More about HKUST
Systems Software in the New Computing World
Speaker: Dr. Diyu ZHOU EPFL Title: "Systems Software in the New Computing World" Date: Thursday, 9 March 2023 Time: 3:00pm - 4:00pm HKT Zoom link: https://hkust.zoom.us/j/465698645?pwd=aVRaNWs2RHNFcXpnWGlkR05wTTk3UT09 Meeting ID: 465 698 645 Passcode: 20222023 Abstract: Exponential growth in users, requests, and data poses an ever increasing demand on the performance of today's data centers. This challenge has resulted in two major trends. First, data centers scale out the computation by leveraging multicore architecture and deploying more servers.
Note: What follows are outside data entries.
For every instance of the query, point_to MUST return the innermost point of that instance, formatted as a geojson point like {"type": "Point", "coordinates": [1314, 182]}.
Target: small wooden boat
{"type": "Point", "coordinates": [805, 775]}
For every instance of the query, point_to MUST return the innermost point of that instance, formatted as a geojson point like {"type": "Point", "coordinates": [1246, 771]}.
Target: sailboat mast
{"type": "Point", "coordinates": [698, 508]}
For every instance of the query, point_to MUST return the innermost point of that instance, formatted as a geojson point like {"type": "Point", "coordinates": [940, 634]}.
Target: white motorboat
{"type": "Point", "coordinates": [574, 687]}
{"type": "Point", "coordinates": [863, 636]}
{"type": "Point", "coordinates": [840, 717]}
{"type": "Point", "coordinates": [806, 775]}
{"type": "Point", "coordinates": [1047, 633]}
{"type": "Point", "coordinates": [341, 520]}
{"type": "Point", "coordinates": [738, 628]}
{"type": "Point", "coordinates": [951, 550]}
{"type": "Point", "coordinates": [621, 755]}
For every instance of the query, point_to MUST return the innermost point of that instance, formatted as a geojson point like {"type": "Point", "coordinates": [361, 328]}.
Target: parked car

Second, ultra-fast storage devices are developed to meet the exponential growth in data. Unfortunately, traditional systems software is a poor fit for these trends, rendering applications unable to realize the potential of these developments. In this talk, I will present my work on designing modern system software to exploit these computing trends by supporting three critical application requirements: I/O efficiency, multicore scalability, and practical reliability. I will first present OdinFS, a high-performance and scalable file system for emerging non-volatile memory (NVM). By taking into account the unique characteristics of NVM, OdinFS scales to hundreds of cores and achieves tens to hundreds of times better performance than prior state of the art. I will next present RRC, an application-transparent replication system for commercial off-the-shelf containers. RRC incurs latency overhead up to 75x lower than competitive schemes, while also achieving significantly lower throughput overhead, thus enabling practical deployment for critical server applications. ******************* Biography: Diyu Zhou is postdoctoral researcher at EPFL. He completed his Ph.D. at UCLA advised by Yuval Tamir. His research focuses on building high-performance, scalable, and reliable computer systems. Specifically, he has developed I/O stacks to support modern storage devices, devised frameworks and algorithms for synchronization primitives to scale to massive multi-core machines, found and fixed concurrency bugs, and designed practical fault tolerance mechanisms for modern systems.